Dans un contexte d’instabilité politique, la question sociale, notamment de la propriété, et de la situation des ouvriers ou des paysans. L’aide aux pays défavorisés ou sous-développés est souvent placée dans le registre de la charité. Vient ainsi le temps de l’assistance, tant dans la sphère religieuse que dans la sphère étatique. L’action de la charité se structure différemment, de manière plus collective et moins individuelle. La charité est parfois perçue comme une relation inégale impliquant une situation humiliante pour la personne aidée, et non comme un comportement social réellement bienveillant et utile.
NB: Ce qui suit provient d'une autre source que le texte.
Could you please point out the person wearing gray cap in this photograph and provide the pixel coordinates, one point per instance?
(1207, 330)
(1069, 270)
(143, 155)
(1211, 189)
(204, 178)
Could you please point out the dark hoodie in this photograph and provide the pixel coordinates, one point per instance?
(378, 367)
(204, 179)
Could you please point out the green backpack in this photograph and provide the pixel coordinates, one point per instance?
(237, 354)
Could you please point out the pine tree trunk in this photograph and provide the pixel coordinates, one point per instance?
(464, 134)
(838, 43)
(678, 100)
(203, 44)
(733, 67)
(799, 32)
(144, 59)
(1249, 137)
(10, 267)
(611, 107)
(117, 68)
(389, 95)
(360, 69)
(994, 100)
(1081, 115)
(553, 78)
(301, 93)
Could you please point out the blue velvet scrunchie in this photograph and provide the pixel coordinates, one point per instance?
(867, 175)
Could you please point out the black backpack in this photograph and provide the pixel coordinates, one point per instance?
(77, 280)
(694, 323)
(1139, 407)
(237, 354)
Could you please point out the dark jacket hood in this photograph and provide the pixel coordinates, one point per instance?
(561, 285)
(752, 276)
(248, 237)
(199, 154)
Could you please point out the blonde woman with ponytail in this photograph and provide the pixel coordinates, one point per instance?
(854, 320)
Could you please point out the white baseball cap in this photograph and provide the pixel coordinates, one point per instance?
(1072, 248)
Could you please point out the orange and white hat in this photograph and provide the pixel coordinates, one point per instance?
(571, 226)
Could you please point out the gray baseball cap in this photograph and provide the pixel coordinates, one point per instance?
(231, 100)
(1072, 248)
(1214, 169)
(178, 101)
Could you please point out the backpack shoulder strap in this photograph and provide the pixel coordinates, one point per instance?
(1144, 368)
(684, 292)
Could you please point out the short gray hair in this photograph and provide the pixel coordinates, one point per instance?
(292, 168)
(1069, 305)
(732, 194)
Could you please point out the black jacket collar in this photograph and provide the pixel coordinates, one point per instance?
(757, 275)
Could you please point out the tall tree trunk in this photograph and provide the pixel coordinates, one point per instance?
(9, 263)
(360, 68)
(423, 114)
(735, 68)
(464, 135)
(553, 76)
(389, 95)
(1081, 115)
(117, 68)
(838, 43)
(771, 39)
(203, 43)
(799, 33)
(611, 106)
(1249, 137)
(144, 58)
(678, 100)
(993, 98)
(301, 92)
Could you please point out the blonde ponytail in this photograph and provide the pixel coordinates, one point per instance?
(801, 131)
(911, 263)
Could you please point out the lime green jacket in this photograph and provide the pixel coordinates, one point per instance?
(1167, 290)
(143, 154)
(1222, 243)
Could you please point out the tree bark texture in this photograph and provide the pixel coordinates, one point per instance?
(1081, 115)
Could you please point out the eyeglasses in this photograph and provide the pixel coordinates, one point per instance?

Le pouvoir de la charité dans la solidarité mondiale
La charité, dans son essence même, est une expression de la solidarité mondiale. Elle rassemble les gens afin de bâtir des sociétés plus justes et plus résilientes, que ce soit par le biais de dons directs, de bénévolat ou d’actions collectives. Au-delà de l’aide immédiate, la charité renforce les soins de santé, l’éducation, la préservation culturelle et la protection des groupes vulnérables. Aujourd’hui, la charité et la philanthropie évoluent afin de s’attaquer aux causes profondes de la pauvreté et des inégalités. Les initiatives caritatives influencent désormais les politiques publiques, financent l’innovation et soutiennent les communautés où les services publics font défaut. Dans les régions vulnérables, elles comblent souvent des lacunes critiques là où les gouvernements ne peuvent pas intervenir. La pauvreté ne se résume pas à un manque de revenus ; elle est également synonyme de famine, d’exclusion, de conditions de vie précaires et d’accès limité à l’éducation ou aux soins de santé. La réalisation des objectifs de développement durable (ODD) nécessite des partenariats solides entre les gouvernements, la société civile, les entreprises et les organisations caritatives.
Qu’est-ce qui rend la charité moderne efficace ?
Les dons pilotés par la technologie
Les outils numériques, tels que les plateformes de financement participatif, les dons par téléphone portable et l’intelligence artificielle, rendent les dons plus accessibles et plus transparents.
Le leadership des jeunes
Partout dans le monde, des jeunes lancent des initiatives sociales, mènent des actions en faveur du climat et réinventent le développement communautaire. Soutenir leur leadership est essentiel pour un changement durable.
Équité et inclusion
Les formes de pauvreté varient en fonction de l’origine ethnique, du genre, du handicap et de la situation géographique. Les organisations caritatives inclusives reconnaissent ces obstacles qui se recoupent et investissent dans des solutions communautaires.
Dons éthiques et responsables
À mesure que les dons caritatifs augmentent, la responsabilité de les effectuer de manière éthique s’accroît également. La charité doit être transparente, orientée vers la communauté et fondée sur l’humilité et la collaboration.
Climat et pauvreté
Les changements climatiques menacent les personnes qui vivent déjà dans la pauvreté, rendant l’accès à la nourriture, à l’eau et au logement encore plus incertain. De nombreux organismes caritatifs soutiennent désormais des solutions axées à la fois sur l’environnement et la pauvreté afin de renforcer la résilience à long terme.